After recent M&A moves, Merck CEO says he's thinking beyond Keytruda's eventual downfall

Merck has dreaded the year 2028 for a while, because that's when cancer superstar Keytruda is expected to face biosimilar competition in the U.S.

But recent moves by the company—including last week’s $10.8 billion purchase of Prometheus Biosciences and its late-stage bowel disease candidate PRA023—have Merck CEO Rob Davis thinking beyond the foreboding date.

“I am no longer focused on 2028; I am looking at how do we have sustainable growth well into the next decade,” Davis said Thursday on the company’s first-quarter earnings conference call.

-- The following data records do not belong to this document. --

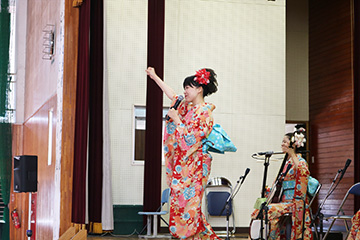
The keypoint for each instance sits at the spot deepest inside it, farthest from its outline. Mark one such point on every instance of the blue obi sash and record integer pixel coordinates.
(218, 141)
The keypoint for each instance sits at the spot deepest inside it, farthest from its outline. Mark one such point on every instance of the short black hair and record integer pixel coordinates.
(208, 89)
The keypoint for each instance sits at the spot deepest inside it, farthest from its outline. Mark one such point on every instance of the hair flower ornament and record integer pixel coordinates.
(299, 138)
(202, 76)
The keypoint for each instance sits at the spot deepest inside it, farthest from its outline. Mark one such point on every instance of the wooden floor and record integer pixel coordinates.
(133, 237)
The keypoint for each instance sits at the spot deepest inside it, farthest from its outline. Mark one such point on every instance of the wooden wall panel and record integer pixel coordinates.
(331, 96)
(18, 200)
(31, 138)
(69, 101)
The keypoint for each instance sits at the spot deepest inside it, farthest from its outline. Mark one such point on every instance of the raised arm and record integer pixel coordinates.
(164, 87)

Davis didn’t waste any time with his $11.5 billion acquisition of Acceleron in 2021. The deal came just two months after he took the reins from former CEO Kenneth Frazier. It brought the New Jersey-based drugmaker portfolio diversity, led by pulmonary arterial hypertension (PAH) candidate sotatercept, which is on track for approval this year and carries peak sales potential of $2 billion.

Regarding business development, Davis added on Thursday that the company doesn’t favor early- or late-stage development assets. It also isn’t seeking deals in particular therapeutic areas, but rather is governed by “scientific opportunity," he said.

Edward Jones analyst John Boylan thinks Merck is taking the correct approach to dealmaking. 

“We believe Merck will use its strong financial position to make acquisitions to boost growth," Boylan wrote in a note to investors."These acquisitions may help reduce dependence on Keytruda."

Merck delivered (PDF) revenue of $14.5 billion in the first quarter, down from $15.9 billion in the first quarter of 2022. The 9% decrease was attributed to lower sales from COVID oral antiviral Lagevrio, which maxed out at $3.2 billion a year ago. Take Lagevrio out of the mix and sales in the quarter increased 11%, Merck said.

The revenue performance surprised analysts, who expected $13.8 billion on the consensus, which also is what the company generated in the fourth quarter of last year.

The growth, minus Lagevrio, can be chalked up to Merck’s mainstays. Keytruda raked in $5.8 billion, up from $5.45 billion in the previous quarter and 20% year-over-year. HPV vaccine Gardasil posted sales of $2 billion, up from $1.5 billion in the previous quarter and up 9% from Q1 2022.

With the performance, the company has adjusted its 2023 revenue projection upward slightly. Merck now expects to pull down between $57.7 billion and $58.9 billion this year, up from a prior range of $57.2 billion to $58.7 billion.